I don't think we learn much or grow by surrounding ourselves with sympathetic people. I prefer to be surrounded by a spectrum of opinions rather than by people who all like the same art and feel art is about the same things.
I think there is an artistic apartheid in the UK.. if you're not left of centre and have come through some academic institution you really don't get into the art debate in the UK.
In my view because artists pursue independently their vision of the world..this makes artists more likely to be independent thinkers.. because by the nature of our practice we have (or should have) the will to be independent of the political mainstream.. more so than any conviction that one grouping, establishment or a single philosophical position is correct. I have strong and probably quite unpopular views on the type of art receiving State subsidises in the UK and there really is no general platform for open discussion of this... rather like global warming (sorry I mean climate change). In my experience where the debate ends the creativity quickly dries up as well... that's probably why I find much contemporary art in the UK insular, self absorbed and frankly.. dull.
In my opinion artists generally deal with ideas.. and because we deal with visual ideas we are quite capable of bringing a "different perspective" to an established debate, not seen in the wider social context. We are less interested in the actual political application of these ideas and political loyalties but artists generally explore ideas. Free and open debate is the anvil on which new ideas are hammered into some form of coherent shape. In a healthy society artists should generally be challenging accepted ideas and truisms.. we explore visual ideas and therefore the idea of any rigid "truth" should be met with suspicion by artists. We are less likely to follow the debate we are generally more likely to create, renew or stimulate debate. I think its healthy that when the "truth is proclaimed".. artists eye this declaration with suspicion.
In European history over the last couple of centuries "creatives" have always been close to the heart of the evolving debate. But with the expansion of education the debate has been largely hijacked by educational establishments.
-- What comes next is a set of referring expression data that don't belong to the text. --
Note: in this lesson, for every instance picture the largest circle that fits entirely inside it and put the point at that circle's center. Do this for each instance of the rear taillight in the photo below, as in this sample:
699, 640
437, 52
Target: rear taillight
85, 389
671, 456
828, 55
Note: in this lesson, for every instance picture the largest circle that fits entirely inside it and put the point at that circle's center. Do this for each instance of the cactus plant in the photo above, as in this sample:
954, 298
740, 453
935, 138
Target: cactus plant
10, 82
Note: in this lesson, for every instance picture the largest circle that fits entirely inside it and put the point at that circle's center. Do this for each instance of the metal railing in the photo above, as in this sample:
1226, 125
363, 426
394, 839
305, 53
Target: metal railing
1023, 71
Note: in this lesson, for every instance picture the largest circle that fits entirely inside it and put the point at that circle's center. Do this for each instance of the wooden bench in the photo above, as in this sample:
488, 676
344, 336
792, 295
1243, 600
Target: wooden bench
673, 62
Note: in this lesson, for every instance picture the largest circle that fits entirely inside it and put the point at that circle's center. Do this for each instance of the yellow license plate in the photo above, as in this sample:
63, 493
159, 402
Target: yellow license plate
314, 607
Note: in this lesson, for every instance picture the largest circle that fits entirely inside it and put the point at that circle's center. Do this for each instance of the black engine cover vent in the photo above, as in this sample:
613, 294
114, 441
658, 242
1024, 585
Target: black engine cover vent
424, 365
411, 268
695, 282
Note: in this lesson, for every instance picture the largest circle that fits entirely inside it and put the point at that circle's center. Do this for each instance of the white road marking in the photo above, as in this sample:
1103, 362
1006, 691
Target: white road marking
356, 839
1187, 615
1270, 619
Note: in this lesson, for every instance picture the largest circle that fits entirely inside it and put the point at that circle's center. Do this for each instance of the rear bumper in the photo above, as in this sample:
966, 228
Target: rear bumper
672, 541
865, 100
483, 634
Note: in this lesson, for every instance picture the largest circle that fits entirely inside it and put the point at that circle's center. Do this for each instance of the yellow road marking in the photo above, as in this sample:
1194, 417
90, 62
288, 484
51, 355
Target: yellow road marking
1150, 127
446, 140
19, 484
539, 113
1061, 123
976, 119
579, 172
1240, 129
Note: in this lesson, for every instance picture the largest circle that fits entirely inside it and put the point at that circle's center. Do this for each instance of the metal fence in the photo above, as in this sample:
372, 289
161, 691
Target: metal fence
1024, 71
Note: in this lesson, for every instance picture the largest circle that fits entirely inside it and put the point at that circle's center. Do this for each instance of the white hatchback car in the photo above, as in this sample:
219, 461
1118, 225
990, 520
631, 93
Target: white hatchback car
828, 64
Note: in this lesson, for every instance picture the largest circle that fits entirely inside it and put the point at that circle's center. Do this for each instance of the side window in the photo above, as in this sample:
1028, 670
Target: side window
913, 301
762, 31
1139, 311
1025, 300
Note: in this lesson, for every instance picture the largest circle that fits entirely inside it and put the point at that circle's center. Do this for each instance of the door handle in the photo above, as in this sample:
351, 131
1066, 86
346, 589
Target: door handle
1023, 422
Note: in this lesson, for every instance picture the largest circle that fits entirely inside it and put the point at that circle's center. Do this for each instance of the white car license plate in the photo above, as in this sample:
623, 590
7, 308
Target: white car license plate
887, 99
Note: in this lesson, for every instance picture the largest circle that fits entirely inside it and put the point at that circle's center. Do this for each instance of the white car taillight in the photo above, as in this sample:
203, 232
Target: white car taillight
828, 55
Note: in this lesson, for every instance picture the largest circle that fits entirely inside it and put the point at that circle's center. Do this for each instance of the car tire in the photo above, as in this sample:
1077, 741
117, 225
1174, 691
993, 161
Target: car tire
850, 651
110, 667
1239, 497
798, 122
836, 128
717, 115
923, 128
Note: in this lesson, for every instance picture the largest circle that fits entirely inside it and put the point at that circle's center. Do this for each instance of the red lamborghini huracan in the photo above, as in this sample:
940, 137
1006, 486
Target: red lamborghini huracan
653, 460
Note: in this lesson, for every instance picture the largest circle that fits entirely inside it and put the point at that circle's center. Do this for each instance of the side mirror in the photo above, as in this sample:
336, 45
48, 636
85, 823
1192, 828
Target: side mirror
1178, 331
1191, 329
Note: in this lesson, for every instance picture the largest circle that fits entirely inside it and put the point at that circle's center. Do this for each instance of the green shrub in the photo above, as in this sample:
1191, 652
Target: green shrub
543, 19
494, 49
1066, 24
It seems only right that the internet should create and sustain forums for the exchange of international ideas and theseart sites are probably the modern equivalent of the Parisian cafes in Picasso's day.
At this time I see society as in urgent need of fresh thinking and new vision.. the right/left thing is largely redundant.. society needs its "creative thinkers" now to find a way through the mess.
In fact I would go further and say the absence of genuinely creative rather than economic and political thinking across our society has lead to our present predicament. Of course there are many creative people out there in many walks of life but I do not believe their voice is being heard where it matters because of a media controlled by narrow economic interest on the one hand and politically entrenched people on the other.
Take the political establishment for example 50 years ago the party system in the UK was a mix of the brave, the out spoken and tenacious mavericks. These days our political classes tend to go to university directly from school and have little or no experience of life beyond, and yet these people are almost completely in control of our political system.